Мой любимый грузин с трубкой[39]

Нет, нет, вы не могли меня заподозрить в симпатии к тому «крупному менеджеру», в любви к которому расписалась половина нашей страны. Речь пойдет как раз о том великом грузине, чьи родственники сами пострадали от убийственной, в прямом смысле этого слова, деятельности вышеупомянутого «менеджера». О философе и ученом, все профессиональные и человеческие усилия которого как раз были направлены на развитие задавленных в нашем обществе ростков свободы. Тот, о ком я хочу рассказать, тоже был грузином и курил трубку (об истории, прямо связанной с этим его увлечением, я расскажу чуть позже). Долгие годы он оставался символом просвещенности, лидером интеллектуальной элиты, причем не только грузинской и российской, но и мировой. После того как были отменены ограничения и запреты советской власти, он стал много путешествовать: зарубежные университеты и философские общества наперебой стали приглашать Мераба Мамардашвили с лекциями и докладами — благо он владел в совершенстве несколькими иностранными языками.

Как надо было знать, например, французский, чтобы не только читать в подлиннике многотомный цикл романов Марселя Пруста «В поисках утраченного времени», но и написать на основании философско-психолого-лингвистического анализа масштабное исследование об этом цикле. Кстати, обильно цитируемые отрывки из него приводятся Мерабом Константиновичем в собственном переводе.

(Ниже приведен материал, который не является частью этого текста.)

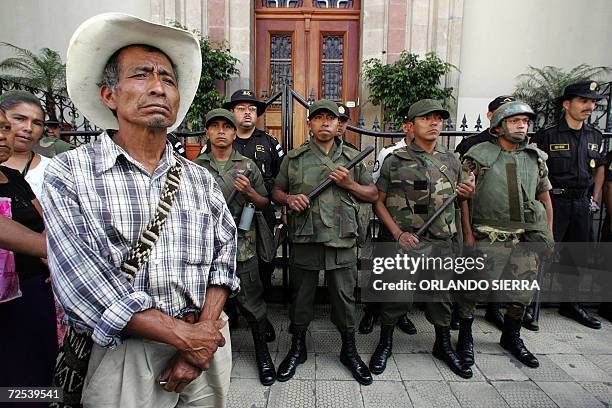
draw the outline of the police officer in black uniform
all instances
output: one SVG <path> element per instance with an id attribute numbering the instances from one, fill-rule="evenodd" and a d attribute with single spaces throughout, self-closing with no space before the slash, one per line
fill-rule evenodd
<path id="1" fill-rule="evenodd" d="M 556 242 L 590 240 L 591 211 L 598 208 L 604 181 L 603 138 L 600 131 L 585 122 L 603 98 L 597 89 L 597 82 L 591 80 L 568 85 L 561 97 L 563 116 L 531 140 L 548 154 Z M 589 194 L 591 187 L 593 196 Z M 562 256 L 563 263 L 568 262 L 563 259 Z M 562 303 L 559 313 L 592 329 L 601 328 L 601 322 L 578 303 Z"/>
<path id="2" fill-rule="evenodd" d="M 493 99 L 491 102 L 489 102 L 489 106 L 487 107 L 487 119 L 491 120 L 491 118 L 493 117 L 493 112 L 495 112 L 497 108 L 502 106 L 504 103 L 513 102 L 515 100 L 516 99 L 514 99 L 514 96 L 510 95 L 502 95 Z M 463 158 L 463 155 L 466 154 L 472 146 L 482 142 L 491 142 L 496 139 L 497 138 L 491 134 L 491 128 L 486 128 L 482 132 L 477 133 L 475 135 L 465 136 L 463 140 L 461 140 L 461 142 L 457 145 L 457 147 L 455 147 L 455 151 L 459 153 L 461 158 Z"/>
<path id="3" fill-rule="evenodd" d="M 237 137 L 234 140 L 234 149 L 241 155 L 253 160 L 261 174 L 268 195 L 272 193 L 274 179 L 278 174 L 285 151 L 278 141 L 255 127 L 257 118 L 264 114 L 267 105 L 258 101 L 250 89 L 239 89 L 232 94 L 231 99 L 223 104 L 225 109 L 234 113 L 236 125 L 238 125 Z M 263 211 L 268 226 L 274 231 L 276 214 L 274 207 L 270 205 Z M 272 288 L 272 274 L 274 263 L 259 260 L 259 274 L 264 286 L 264 295 L 268 297 Z M 269 326 L 272 327 L 271 325 Z M 270 336 L 268 338 L 271 338 Z"/>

И вот тут я хотел сказать то, ради чего, собственно, и взялся за перо. Если у тебя, дорогой читатель, еще остались силы после чтения Устиновой и Донцовой и просмотра «Глухаря» — употреби их с пользой для ума и сердца. Ибо чтение книги Мераба Мамардашвили «Лекции о Прусте» может представиться совершенно упоительным занятием.

Вы можете убедиться в этом, прочтя хотя бы несколько отрывков из «Лекций о Прусте». Например, вот эти:


…Каждый — читатель самого себя… Роман Пруста — это предложение читателю воспользоваться им для того, чтобы решать собственные задачи; поэтому читатель может воспользоваться им произвольно, как своего рода машиной, которая производит какие-то эффекты, и читатель может ее использовать, чтобы в себе самам произвести какие-то эффекты. Такова его идея «произведения-машины». У Пруста роман строится как бы клочками, в нем нет никакой единой временной линии, сама форма позволяет осуществлять переход из одного времени в другое. Роман Пруста — машина рождения. В том числе другого человека, который не написал или не писал романа, то есть и нас, если мы внимательно читаем.


Как, вы еще не держите в руках том Пруста? Мне лично после такого разъяснения трудно было воздержаться от соблазна время от времени брать в руки любой из этих томов или «Лекций» о нем Мераба Мамардашвили, чтобы «решать собственные задачи».

Цитировать Мераба можно бесконечно, как пересказывать любимые фильмы. Чтение его трудов доставляет радость почти физическую, не говоря о пользе такого занятия, ибо, как мы помним, «следовать за мыслями великого человека есть наука самая занимательная» (Пушкин).

Нас, обывателей, обычно страшит и отпугивает слово «философия». Книги же Мамардашвили читаются с относительной легкостью еще, может быть, потому, что в них, помимо следования «мыслям великого человека», есть еще и свет какого-то сугубо личного отношения автора к тому, о чем он пишет, так что, читая их, ты погружаешься в нечто сокровенное, личное, как это бывает при чтении талантливо написанного дневника или мемуаров.

Между прочим, к подобным мемуарам можно отнести книгу известной сценаристки Наталии Рязанцевой «Не говори маме». (Читателю должно быть известно имя Рязанцевой как автора сценариев замечательных фильмов «Долгие проводы» Киры Муратовой, «Чужие письма» и «Голос» Ильи Авербаха и других.)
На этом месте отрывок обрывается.